Joseph Antoine Ernest, Comte de Lipowski was a French general of Polish origin that served the Franco-Prussian War and was notable for being the main French commander of several battles of the war.

==Biography==
===Early life and family===
Ernest was born on 12 June 1843 in Strasbourg as the son of Pierre Nicolas Joseph Albert de Lipowski and Marguerite Sophie Laroche. He had two marriages with his first wife being Marie Eggerickx who died within a few years, and then with Marianne Eastwood in 1876.

===Military career===
After graduating from the École spéciale militaire de Saint-Cyr, he became an officer but initially resigned this position due to several financial embarrassments. He later returned to military service when the Franco-Prussian War broke out and commanded the French forces at the battles of Châteaudun and Varize. For his service at Châteaudun, he was awarded the Legion of Honour, knight class. He was sidelined in the Paris Commune due to his friendship with Napoléon La Cécilia who was a communard and who had also served at Châteaudun.
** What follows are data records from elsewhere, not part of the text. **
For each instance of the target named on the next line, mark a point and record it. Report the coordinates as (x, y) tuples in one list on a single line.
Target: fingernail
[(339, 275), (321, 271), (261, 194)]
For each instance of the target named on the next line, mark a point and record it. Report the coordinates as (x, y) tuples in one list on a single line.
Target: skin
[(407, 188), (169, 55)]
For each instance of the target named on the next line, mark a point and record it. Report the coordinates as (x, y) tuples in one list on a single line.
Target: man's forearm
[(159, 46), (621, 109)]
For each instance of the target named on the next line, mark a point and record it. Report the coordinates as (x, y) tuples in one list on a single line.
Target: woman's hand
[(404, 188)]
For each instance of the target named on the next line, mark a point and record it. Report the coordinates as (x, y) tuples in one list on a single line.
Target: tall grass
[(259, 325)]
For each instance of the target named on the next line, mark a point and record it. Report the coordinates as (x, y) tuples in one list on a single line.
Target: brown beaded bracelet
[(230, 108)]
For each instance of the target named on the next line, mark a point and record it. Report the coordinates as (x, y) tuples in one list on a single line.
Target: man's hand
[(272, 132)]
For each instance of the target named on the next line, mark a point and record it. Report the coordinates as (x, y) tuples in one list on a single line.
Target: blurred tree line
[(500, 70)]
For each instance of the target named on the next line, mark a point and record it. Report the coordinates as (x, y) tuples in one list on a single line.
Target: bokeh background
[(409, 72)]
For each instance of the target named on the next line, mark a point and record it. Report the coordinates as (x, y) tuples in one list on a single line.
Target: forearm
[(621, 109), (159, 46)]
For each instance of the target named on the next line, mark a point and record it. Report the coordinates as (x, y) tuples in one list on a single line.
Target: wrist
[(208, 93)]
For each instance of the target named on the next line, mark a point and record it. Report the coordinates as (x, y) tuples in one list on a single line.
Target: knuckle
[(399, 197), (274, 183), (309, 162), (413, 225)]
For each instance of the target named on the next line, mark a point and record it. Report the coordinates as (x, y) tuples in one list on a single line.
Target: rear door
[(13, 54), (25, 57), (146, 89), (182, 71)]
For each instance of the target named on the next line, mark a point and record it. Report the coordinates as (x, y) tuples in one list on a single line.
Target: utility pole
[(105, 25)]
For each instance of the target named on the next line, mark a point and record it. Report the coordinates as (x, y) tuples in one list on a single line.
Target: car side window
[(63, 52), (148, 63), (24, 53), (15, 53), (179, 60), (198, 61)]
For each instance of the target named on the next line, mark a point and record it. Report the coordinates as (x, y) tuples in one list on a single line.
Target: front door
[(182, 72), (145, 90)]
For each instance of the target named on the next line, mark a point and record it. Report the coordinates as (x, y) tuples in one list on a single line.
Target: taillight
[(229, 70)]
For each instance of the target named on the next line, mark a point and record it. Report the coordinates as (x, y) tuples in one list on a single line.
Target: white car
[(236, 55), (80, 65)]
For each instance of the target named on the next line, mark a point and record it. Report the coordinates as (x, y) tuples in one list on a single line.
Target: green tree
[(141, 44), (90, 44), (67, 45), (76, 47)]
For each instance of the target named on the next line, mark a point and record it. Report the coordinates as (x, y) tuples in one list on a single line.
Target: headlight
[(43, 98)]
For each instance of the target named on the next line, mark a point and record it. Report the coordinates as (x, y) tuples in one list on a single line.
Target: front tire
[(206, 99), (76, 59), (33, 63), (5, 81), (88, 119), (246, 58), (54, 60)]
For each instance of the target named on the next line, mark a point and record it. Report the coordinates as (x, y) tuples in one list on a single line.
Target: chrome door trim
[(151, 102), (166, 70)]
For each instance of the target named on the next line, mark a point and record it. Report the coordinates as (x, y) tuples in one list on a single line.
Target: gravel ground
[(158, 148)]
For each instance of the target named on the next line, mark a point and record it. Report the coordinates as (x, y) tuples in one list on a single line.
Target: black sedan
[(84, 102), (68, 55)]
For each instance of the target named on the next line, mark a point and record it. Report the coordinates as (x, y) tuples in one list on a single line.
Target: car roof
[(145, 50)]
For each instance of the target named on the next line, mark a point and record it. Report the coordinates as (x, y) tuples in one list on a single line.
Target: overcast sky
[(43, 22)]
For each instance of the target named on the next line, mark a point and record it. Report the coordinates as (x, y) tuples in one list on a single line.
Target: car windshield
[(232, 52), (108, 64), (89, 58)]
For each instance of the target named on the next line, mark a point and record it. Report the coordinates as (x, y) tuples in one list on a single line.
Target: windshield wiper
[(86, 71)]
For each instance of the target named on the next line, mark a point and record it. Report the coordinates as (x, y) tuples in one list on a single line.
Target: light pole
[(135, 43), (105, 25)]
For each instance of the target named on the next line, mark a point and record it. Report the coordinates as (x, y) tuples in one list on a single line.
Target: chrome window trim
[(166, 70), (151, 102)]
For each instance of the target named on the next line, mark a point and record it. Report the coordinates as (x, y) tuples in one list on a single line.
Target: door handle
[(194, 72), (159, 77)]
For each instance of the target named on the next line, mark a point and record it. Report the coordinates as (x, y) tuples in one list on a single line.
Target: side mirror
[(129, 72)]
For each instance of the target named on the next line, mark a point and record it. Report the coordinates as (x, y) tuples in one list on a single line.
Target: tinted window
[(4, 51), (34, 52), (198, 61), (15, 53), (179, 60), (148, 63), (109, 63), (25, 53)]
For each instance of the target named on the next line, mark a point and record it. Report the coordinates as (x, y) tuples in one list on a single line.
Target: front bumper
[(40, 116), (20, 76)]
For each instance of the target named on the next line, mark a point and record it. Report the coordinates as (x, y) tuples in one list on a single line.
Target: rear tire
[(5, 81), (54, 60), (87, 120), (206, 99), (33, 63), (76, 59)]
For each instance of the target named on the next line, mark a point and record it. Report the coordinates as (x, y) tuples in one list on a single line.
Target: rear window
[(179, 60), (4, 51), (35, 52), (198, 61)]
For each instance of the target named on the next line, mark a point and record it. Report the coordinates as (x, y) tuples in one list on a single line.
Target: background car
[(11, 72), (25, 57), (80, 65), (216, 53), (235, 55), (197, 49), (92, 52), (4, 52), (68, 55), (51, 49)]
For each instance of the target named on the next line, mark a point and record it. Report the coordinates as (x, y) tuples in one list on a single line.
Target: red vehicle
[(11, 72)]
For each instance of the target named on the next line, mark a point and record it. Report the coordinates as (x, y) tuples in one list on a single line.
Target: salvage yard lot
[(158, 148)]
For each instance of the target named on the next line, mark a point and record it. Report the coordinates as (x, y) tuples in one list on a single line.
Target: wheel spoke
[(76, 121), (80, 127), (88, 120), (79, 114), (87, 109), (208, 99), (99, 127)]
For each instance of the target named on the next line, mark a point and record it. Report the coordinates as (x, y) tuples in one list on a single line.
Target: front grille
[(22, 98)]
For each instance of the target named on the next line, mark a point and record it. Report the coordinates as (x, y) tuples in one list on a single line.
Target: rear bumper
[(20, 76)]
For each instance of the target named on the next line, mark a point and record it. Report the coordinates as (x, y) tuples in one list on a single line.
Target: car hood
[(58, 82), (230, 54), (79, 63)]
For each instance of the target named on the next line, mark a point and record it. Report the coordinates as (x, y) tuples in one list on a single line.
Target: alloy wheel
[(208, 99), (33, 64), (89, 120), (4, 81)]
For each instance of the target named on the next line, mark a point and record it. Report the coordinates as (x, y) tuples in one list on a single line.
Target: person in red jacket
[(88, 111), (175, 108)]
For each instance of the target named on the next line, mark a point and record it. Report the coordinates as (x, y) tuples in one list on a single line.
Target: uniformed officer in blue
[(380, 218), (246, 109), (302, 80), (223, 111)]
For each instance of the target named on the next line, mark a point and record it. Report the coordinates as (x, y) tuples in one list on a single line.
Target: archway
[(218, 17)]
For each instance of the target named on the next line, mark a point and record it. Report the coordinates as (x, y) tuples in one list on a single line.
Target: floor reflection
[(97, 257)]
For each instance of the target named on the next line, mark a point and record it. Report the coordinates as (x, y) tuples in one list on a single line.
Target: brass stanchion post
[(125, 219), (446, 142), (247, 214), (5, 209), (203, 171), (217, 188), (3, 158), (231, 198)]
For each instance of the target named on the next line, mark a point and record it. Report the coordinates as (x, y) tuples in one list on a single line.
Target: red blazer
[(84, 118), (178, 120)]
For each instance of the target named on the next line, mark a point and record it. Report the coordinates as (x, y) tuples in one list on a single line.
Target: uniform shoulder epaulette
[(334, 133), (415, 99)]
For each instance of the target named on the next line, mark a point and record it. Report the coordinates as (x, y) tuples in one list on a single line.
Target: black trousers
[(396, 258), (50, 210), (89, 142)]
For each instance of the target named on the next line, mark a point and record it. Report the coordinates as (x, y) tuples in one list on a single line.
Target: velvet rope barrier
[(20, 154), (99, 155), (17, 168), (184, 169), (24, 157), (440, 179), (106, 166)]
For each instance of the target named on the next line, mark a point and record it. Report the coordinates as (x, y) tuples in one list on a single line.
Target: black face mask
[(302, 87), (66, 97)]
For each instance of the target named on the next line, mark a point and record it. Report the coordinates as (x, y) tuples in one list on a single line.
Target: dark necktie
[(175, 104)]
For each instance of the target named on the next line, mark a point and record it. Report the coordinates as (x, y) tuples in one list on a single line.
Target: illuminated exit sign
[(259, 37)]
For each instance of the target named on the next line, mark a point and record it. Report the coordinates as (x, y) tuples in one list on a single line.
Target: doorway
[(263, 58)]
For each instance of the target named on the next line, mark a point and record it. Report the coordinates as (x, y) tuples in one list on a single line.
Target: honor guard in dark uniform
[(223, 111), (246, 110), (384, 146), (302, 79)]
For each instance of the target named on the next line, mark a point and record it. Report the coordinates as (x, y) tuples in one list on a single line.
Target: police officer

Lipowski also participated in the Siege of Paris on 8 October 1870 as the main commander of 130 Francs-tireurs from Denonville as they attacked the 4th Squadron of the 16th Cavalry Regiment from Schleswig-Holstein and the 11th Cavalry Regiment from Bavaria that were stationed at Albis. The snipers fell back, taking 70 prisoners and 200 horses. In retaliation for this attack, known as the Ablis surprise, the Germans burned 120 houses, shot 6 residents and took 22 hostages to their headquarters in Le Mesnil-Saint-Denis who were finally released the next day.

===Later years===
In his later years of military service, he served in the armies of Austria-Hungary and the Russian Empire simultaneously when in 1873, he was caught committing escroquerie as Lipowski had a large amount of unpaid bills but avoided prosecution in Switzerland due to being a French citizen but was removed from the records of the Legion due to this.

His service at Austria-Hungary isn't well known but it was documented that he briefly served in the 41st regiment of the Austro-Hungarian Army and during his final years, served as a commander in the Russian Empire until his death on 23 February 1904 in Paris.